Comme nous n’existons plus, on ne sait même pas comment nous appeler. Migrants, réfugiés, déplacés ? Pour ma part, je me définis comme un migrant écologique, et pas seulement climatique, car si le dérèglement du climat a été le coup de boutoir final qui a effacé nos îles de la surface du globe, leur situation était déjà des plus dégradées du fait de l’incurie généralisée qui y régnait. Et quand le visa de court séjour de trois mois que j’ai pu obtenir pour faire cette tournée de conférences sera épuisé, dans quelques semaines, je deviendrai un simple sans-papier, parmi des milliers d’autres. Ça sera cela ma nouvelle communauté, celle de ceux qui n’ont aucun droit. C’est pour ça qu’il faut que nous parvenions à persuader les communautés politiques que nous, les migrants écologiques, nous entrons dans la catégorie des persécutés, qui, de ce fait, doivent être protégés de la même façon que les personnes bénéficiant du cadre établi par la Convention de Genève de 1951 pour les réfugiés politiques. Mais les bureaucrates chargés de l’application de la Convention de Genève s’opposent à une telle reconnaissance, sous le pretexte qu’elle pourrait affaiblir le respect du droit d‘asile. Cette crainte est de plus exacerbée en raison du contexte marqué par un souci de fermeture des frontières aux populations étrangères.
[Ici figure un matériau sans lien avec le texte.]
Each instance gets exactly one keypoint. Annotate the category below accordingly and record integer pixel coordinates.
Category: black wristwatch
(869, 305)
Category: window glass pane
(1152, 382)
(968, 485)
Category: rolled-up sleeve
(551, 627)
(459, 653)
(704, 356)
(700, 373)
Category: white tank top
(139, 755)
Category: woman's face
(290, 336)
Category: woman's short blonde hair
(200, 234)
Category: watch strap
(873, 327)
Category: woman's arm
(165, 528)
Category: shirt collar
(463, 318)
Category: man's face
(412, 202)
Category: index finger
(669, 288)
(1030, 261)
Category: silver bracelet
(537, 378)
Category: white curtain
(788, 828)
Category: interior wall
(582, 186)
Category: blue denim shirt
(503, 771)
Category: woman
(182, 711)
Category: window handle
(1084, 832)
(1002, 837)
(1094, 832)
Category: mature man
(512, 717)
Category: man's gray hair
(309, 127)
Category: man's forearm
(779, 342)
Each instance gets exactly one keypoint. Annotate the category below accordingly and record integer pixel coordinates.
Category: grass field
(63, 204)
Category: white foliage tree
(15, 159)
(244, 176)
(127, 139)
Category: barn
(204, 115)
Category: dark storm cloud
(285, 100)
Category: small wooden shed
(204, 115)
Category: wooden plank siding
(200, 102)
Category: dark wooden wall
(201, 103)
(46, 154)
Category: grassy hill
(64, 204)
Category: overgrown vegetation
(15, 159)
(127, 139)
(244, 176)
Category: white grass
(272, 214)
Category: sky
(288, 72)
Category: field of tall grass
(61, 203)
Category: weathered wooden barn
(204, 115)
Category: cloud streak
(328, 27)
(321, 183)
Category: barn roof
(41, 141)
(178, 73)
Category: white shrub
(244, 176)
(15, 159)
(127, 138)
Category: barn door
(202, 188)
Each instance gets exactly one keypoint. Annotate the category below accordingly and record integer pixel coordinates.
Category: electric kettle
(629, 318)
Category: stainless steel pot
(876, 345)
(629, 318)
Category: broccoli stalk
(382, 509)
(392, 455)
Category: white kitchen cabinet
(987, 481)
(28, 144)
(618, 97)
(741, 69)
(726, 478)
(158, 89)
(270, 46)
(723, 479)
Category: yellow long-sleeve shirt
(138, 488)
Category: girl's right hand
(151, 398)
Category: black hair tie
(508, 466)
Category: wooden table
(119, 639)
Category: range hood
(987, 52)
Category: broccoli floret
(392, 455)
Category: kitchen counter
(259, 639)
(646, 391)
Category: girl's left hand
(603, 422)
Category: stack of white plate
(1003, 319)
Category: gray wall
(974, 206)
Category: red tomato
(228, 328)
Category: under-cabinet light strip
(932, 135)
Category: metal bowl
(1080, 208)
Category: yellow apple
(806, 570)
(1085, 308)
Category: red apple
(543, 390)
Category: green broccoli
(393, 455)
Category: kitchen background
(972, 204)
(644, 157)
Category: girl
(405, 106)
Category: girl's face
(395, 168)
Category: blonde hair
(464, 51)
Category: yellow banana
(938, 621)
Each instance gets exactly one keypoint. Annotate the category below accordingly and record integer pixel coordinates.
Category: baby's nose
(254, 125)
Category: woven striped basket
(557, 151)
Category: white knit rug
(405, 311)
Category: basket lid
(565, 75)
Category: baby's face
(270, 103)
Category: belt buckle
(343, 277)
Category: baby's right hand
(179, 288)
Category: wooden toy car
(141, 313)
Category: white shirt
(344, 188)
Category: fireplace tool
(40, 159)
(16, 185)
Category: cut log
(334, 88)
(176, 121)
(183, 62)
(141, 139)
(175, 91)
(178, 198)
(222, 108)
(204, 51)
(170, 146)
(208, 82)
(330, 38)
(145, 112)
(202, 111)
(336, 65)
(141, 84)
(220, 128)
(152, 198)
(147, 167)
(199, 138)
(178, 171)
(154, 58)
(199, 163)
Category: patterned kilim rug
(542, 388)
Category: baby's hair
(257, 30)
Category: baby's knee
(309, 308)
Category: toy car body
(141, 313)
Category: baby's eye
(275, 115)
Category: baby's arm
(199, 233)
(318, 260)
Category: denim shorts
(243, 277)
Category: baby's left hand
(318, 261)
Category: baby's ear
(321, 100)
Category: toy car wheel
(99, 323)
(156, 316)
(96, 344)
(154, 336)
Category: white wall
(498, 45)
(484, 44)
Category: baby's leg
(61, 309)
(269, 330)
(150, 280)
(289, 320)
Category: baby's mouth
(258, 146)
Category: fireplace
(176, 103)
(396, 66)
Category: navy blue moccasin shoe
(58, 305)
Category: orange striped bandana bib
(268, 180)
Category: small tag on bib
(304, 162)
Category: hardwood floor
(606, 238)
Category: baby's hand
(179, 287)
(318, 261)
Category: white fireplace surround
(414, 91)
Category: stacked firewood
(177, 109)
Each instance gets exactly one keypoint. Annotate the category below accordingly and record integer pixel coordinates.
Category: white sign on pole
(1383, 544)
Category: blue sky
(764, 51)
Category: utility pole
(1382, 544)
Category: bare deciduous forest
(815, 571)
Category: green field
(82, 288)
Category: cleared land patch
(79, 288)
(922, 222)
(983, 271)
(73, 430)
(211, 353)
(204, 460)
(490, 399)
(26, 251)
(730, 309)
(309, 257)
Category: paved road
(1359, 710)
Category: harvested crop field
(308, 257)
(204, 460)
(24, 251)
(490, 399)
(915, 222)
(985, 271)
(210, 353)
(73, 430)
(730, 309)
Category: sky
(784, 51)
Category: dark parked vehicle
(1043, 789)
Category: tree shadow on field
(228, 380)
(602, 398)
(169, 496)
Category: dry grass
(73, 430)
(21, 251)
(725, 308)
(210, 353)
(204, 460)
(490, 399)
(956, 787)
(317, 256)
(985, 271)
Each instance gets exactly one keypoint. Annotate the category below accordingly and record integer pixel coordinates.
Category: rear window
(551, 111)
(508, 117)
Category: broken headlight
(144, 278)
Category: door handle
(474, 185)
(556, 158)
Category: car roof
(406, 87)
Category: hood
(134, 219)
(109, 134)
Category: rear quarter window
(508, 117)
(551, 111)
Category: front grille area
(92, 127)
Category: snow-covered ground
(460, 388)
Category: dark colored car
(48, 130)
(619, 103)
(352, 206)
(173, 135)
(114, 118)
Laba expliquait, inlassablement. Les querelles de chiffres, le manque de coopération entre les institutions concernées, la confusion sur les moyens à mettre en oeuvre, l’épineuse question de la responsabilité des entreprises, locales comme transnationales, des états et de la communauté internationale, et donc de leurs hypothétiques engagements, tant humains que financiers.
L’assistance était sous le charme de ce garçon au regard doux, au ton mesuré mais ferme, à l’élocution maîtrisée.
Ce que je voudrais réaffirmer, dit-il pour conclure, c’est que quelques soient les migrations subies, qu’elles soient économiques, politiques ou écologiques, nous avons affaire aux mêmes causes et aux mêmes conséquences. Il faut donc revoir les politiques d’immigration de manière globale, être capable d’accueillir tous les migrants, quelles que soient les raisons pour lesquelles ils migrent. Oui, il s’agit maintenant d’accueillir toute la misère du monde, de tout faire pour y parvenir. Il s’agit maintenant, dans ce domaine comme dans d’autres, de gérer l’inévitable pour éviter l’ingérable. C’est à cela que je vais pour ma part me consacrer désormais.
La réunion se termina par un pot amical pris au bar de la Commune. Jeanne-Maria put échanger un moment avec Laba. Il fut convenu qu’il irait le lendemain visiter la Ferme de Saintreuil. Nathalie, la responsable de l’association, en profita pour dire qu’elle aussi, ça l’intéressait, cette visite, que Jeanne-Maria ne se préoccupe de rien, qu’elle s’arrangerait pour amener Laba sur place. Pour l’instant, il devait rejoindre son hôtel. Ils se séparèrent donc sur le trottoir de la rue d’Aligre, alors que la nuit, une nuit lourde et humide, était déjà tombée depuis longtemps.